Sell Rosh Hashanah, buy Yom Kippur? What’s the reasoning behind this classic seasonal trade

Rosh Hashanah #RoshHashanah

For active traders who like to time buying and selling around seasonal events, the next few weeks are market timing heaven. Friday is a Triple Witching day, the quarterly expiration of individual stock options, index options on the S & P 500 and index futures on the S & P 500. The week after the September Triple Witching is notoriously volatile — likely more so this time due to the Federal Open Market Committee meeting Wednesday. The volatility is encapsulated in one of the more enduring seasonal trades: Sell Rosh Hashanah, which begins at sundown Friday this year, buy Yom Kippur, which is Sept. 25. Traders sell positions due to seasonal weakness at the start of Rosh Hoshanah, then return to the market after Yom Kippur. This traditional seasonal trade “is aligning quite well this year with late September seasonal weakness and the notoriously treacherous week after quarterly options expiration,” Jeff Hirsch of the Stock Trader’s Almanac said in a recent post. There is some modest statistical validity to this. Since 2000, the period between the two events has seen the Dow drop in 16 of those 25 years, for an average decline of 0.5%, according to Hirsch.

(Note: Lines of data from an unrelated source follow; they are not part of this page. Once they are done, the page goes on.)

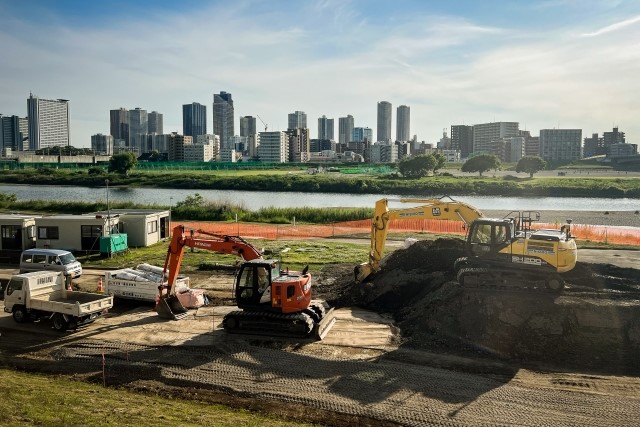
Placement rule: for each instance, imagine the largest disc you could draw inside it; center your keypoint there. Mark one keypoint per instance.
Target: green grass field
(37, 400)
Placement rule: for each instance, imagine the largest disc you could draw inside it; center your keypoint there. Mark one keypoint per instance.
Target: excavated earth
(594, 324)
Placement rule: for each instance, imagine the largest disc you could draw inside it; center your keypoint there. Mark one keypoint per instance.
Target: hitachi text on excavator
(503, 253)
(270, 301)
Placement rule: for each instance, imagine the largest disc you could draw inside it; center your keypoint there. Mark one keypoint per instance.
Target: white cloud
(449, 69)
(614, 27)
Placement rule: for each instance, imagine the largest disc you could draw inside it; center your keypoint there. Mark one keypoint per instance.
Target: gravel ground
(608, 218)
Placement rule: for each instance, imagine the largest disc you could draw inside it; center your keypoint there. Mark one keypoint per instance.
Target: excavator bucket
(171, 308)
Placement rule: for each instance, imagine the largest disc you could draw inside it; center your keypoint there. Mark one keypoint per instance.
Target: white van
(50, 260)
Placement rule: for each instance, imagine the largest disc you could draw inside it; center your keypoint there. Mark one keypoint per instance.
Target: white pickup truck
(43, 294)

The period from Yom Kippur to Passover, which starts April 22, 2024, is traditionally an up period, good for an average gain of 6.9%. Market timers also like to note we are entering the last few weeks of the seasonally weakest period of the year, August to October, and that the fourth quarter of a pre-election year is traditionally strong. What does it all mean? It means market timers expecting seasonal weakness for the next few weeks are also expecting seasonal strength in the fourth quarter. “There is a top due imminently, and then a sharp dip in late September,” Tom McClellan from the McClellan Market Report said. “Then we get a retest bottom in early October, and then we are back into the bullish period for seasonality.” Hirsch concurs, noting that any weakness “should make a great entry for the Q4 pre-election year rally.” Considering the traditional headwinds in mid September through October, traders do not seem worried. The CBOE Volatility Index (VIX), a measure of expected volatility in the next 30 days, is currently at 12.8, in the lowest quintile back to 1990, according to Todd Sohn at Strategas.